Benim de sınıftaki herkes gibi matematikte 0 (sıfır, tabula rasa-boş levha) bilgi ile geldiğimi kabul edip sabırla, en kolay konudan başlayıp en zoruna doğru yavaş geçiş yapan; verdiği örnek ve ödev testlerin haddi hesabı olmayan matematik hocama teşekkürler. İnsanın öğrenirken en çok yararını gördüğü ders materyalleri bol örnek ve öğrenilen bilgiyi hayata geçirmek (miş; ben de bunu fakültede okurken, ve hatta bu dersanede eğitim bilimleri derslerinde öğrendim.)


Soranlara "Hala öğrenciyim" derken bundan hiç gocunmuyorum. Üniversitede, zorunlu staj dersimiz vardı. Gittiğim okulda, dersine girip gözlem yaptığım hocalardan biri bana "En iyi öğrenci, tahtanın önündeki öğrencidir." demişti; hakikaten de öyleymiş. Bir öğretmen, kendini her zaman bir öğrenci gibi hissetmeli. Çünkü, öğretmenin en büyük işlevi, bilgisini başkalarına aktarabilmesidir. Bunun için de

1) Öğretmen, bilgiye sahip olmalı,

2) Öğretmen, bilgiyi aktarma yöntem ve tekniklerine hakim olmalı.

Bunlar için de öğretmenin daima öğrenme işini yapıyor olması gerekir kanısındayım.

Dört yıl boyunca eğitim fakültesinden mezun olmak için canla başla çalışıp, öğretmenlik diploması aldığım halde KPSS engeline takılmış olmak beni her ne kadar bunaltsa da şu sıralar bir dersanede, öğrendiklerimi tekrar etmek, başkalarından öğrenmek ve onların öğretim yöntemlerine eleştirel gözle bakmak benim için çok iyi oluyor.

Evet, zaten yazılarının çoğunluğu İngilizce olan bloğumda belki de bir seneden beri ilk defa Türkçe yazı görüyorsunuz ve o da kısa oluyor. Ancak düşündüğüm, icat ettiğim, oynadığım, izlediğim, etkilendiğim, zırıl zırıl ağladığım o kadar yoğun şey var ki... Hepsini de yazmak görüntü kirliliği! Bu nedenle uzun zamandır ne yazarım, nasıl yazarım, yazmam şart mıdır diye kara kara düşündüm durdum. Biyonik Kedi ve Pelince'ye buradan çooook teşekkürler; uzun zamandır unuttuğum bloğumun varlığından beni haberdar ettikleri için. Onlar yorum göndermeseydi peeeeeeehhh... Blogmuş, yazıymış... Neeeymiiş? Bu vesilede hatırlatmada bulunan bu pek muhterem iki kişinin de neler yaptığına göz atma fırsatım oldu. Sevindim :)

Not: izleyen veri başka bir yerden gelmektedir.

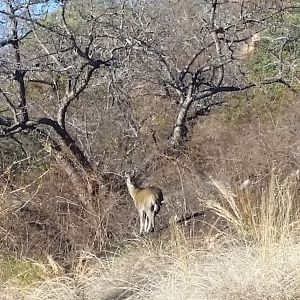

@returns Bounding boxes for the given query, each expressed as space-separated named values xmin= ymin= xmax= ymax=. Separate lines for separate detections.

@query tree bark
xmin=170 ymin=87 xmax=194 ymax=147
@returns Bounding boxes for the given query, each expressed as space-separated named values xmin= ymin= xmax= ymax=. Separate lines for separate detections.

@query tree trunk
xmin=170 ymin=89 xmax=194 ymax=147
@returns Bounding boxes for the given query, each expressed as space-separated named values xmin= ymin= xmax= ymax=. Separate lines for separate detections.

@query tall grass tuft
xmin=208 ymin=170 xmax=300 ymax=249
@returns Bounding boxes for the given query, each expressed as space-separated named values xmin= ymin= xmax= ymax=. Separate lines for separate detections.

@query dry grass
xmin=0 ymin=172 xmax=300 ymax=300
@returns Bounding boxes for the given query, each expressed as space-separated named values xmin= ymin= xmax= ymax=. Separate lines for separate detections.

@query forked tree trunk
xmin=170 ymin=91 xmax=194 ymax=147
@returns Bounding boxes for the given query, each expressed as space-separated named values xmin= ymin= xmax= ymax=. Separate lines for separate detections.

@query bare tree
xmin=115 ymin=0 xmax=296 ymax=145
xmin=0 ymin=0 xmax=122 ymax=206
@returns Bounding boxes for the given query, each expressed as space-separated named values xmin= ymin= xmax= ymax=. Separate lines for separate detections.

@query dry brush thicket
xmin=0 ymin=0 xmax=300 ymax=300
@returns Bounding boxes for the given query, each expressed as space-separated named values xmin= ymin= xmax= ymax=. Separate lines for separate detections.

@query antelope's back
xmin=135 ymin=186 xmax=163 ymax=207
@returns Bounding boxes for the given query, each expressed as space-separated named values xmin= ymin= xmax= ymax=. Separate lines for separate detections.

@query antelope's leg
xmin=139 ymin=209 xmax=145 ymax=235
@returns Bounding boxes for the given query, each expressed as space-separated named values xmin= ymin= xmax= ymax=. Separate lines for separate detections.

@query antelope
xmin=125 ymin=173 xmax=163 ymax=235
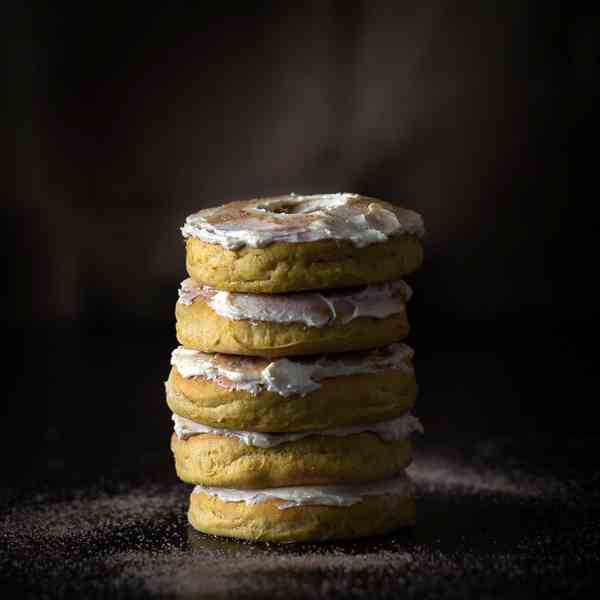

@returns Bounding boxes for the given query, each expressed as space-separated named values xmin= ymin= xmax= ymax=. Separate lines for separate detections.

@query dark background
xmin=0 ymin=1 xmax=598 ymax=484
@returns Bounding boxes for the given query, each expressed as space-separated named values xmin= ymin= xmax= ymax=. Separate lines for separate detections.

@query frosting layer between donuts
xmin=175 ymin=280 xmax=411 ymax=357
xmin=166 ymin=344 xmax=417 ymax=432
xmin=188 ymin=475 xmax=416 ymax=542
xmin=182 ymin=194 xmax=424 ymax=293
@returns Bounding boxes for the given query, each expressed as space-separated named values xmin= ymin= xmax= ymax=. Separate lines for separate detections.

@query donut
xmin=175 ymin=279 xmax=411 ymax=358
xmin=181 ymin=193 xmax=424 ymax=294
xmin=165 ymin=343 xmax=417 ymax=432
xmin=188 ymin=474 xmax=416 ymax=542
xmin=171 ymin=415 xmax=422 ymax=489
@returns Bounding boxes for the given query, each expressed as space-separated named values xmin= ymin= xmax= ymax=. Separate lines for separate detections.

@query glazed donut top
xmin=178 ymin=279 xmax=412 ymax=327
xmin=192 ymin=473 xmax=415 ymax=509
xmin=181 ymin=193 xmax=424 ymax=250
xmin=172 ymin=414 xmax=423 ymax=448
xmin=171 ymin=344 xmax=414 ymax=398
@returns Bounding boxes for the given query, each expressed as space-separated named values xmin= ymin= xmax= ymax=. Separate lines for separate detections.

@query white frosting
xmin=171 ymin=344 xmax=413 ymax=398
xmin=192 ymin=473 xmax=415 ymax=510
xmin=172 ymin=414 xmax=423 ymax=448
xmin=181 ymin=193 xmax=424 ymax=250
xmin=179 ymin=279 xmax=412 ymax=327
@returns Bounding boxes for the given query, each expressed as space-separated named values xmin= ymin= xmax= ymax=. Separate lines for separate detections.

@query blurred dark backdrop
xmin=2 ymin=0 xmax=598 ymax=486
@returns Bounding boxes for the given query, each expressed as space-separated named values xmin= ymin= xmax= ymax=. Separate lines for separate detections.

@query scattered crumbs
xmin=0 ymin=453 xmax=600 ymax=600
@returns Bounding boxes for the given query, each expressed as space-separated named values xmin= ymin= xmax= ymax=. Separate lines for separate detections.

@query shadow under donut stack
xmin=166 ymin=194 xmax=423 ymax=542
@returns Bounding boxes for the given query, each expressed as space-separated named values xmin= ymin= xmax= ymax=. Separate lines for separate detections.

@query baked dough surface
xmin=188 ymin=492 xmax=416 ymax=542
xmin=186 ymin=234 xmax=423 ymax=294
xmin=175 ymin=298 xmax=409 ymax=358
xmin=165 ymin=368 xmax=417 ymax=433
xmin=171 ymin=433 xmax=412 ymax=489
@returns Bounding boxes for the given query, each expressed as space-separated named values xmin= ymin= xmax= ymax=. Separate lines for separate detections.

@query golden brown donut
xmin=175 ymin=297 xmax=409 ymax=358
xmin=188 ymin=478 xmax=416 ymax=542
xmin=171 ymin=433 xmax=412 ymax=489
xmin=166 ymin=361 xmax=417 ymax=432
xmin=182 ymin=194 xmax=423 ymax=294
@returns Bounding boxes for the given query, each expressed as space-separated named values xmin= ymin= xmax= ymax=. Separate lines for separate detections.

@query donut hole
xmin=255 ymin=201 xmax=310 ymax=215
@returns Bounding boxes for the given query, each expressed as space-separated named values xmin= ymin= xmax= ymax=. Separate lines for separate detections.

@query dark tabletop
xmin=0 ymin=328 xmax=600 ymax=598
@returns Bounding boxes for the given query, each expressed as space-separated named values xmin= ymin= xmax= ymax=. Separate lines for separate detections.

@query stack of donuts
xmin=166 ymin=194 xmax=423 ymax=542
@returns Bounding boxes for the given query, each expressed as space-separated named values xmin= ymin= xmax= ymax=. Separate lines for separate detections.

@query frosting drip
xmin=171 ymin=343 xmax=413 ymax=398
xmin=181 ymin=193 xmax=424 ymax=250
xmin=172 ymin=414 xmax=423 ymax=448
xmin=179 ymin=279 xmax=412 ymax=327
xmin=192 ymin=474 xmax=415 ymax=510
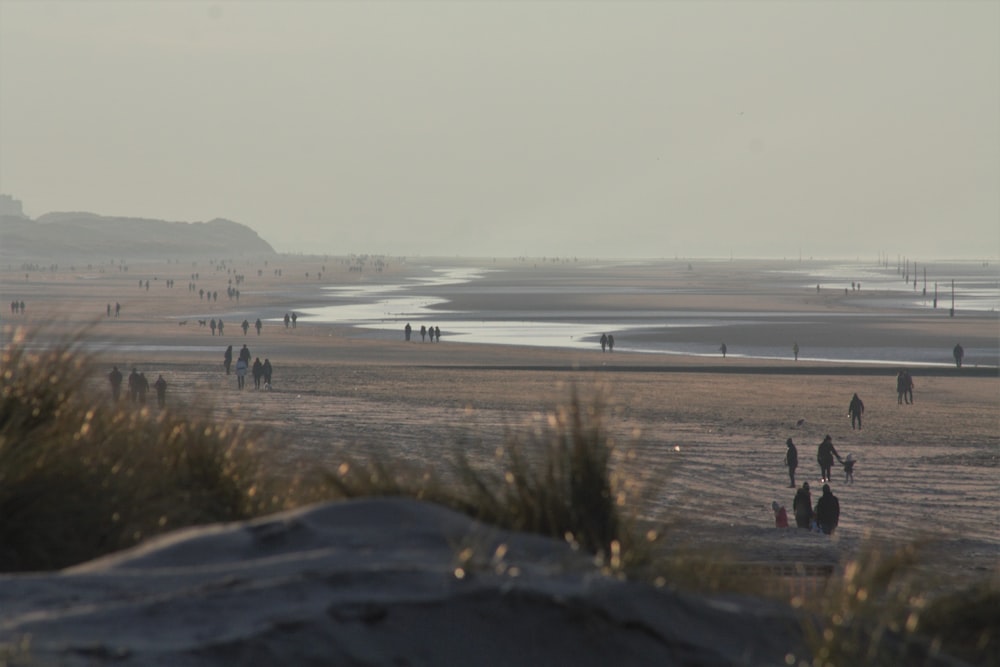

NOT: Gecenin sürprizi (çünkü saat 01. 50 ve yazı ancak bitti)... Damien Rice'tan güzel bir şarkı armağan ediyorum: Amie. Bu şarkıyı linkte çıkan listede bulup üstüne tıklamanız yeterli. Elbette, listedeki diğer şarkılara da bakabilirsiniz.



En rüyası bol geceler sizlerin olsun!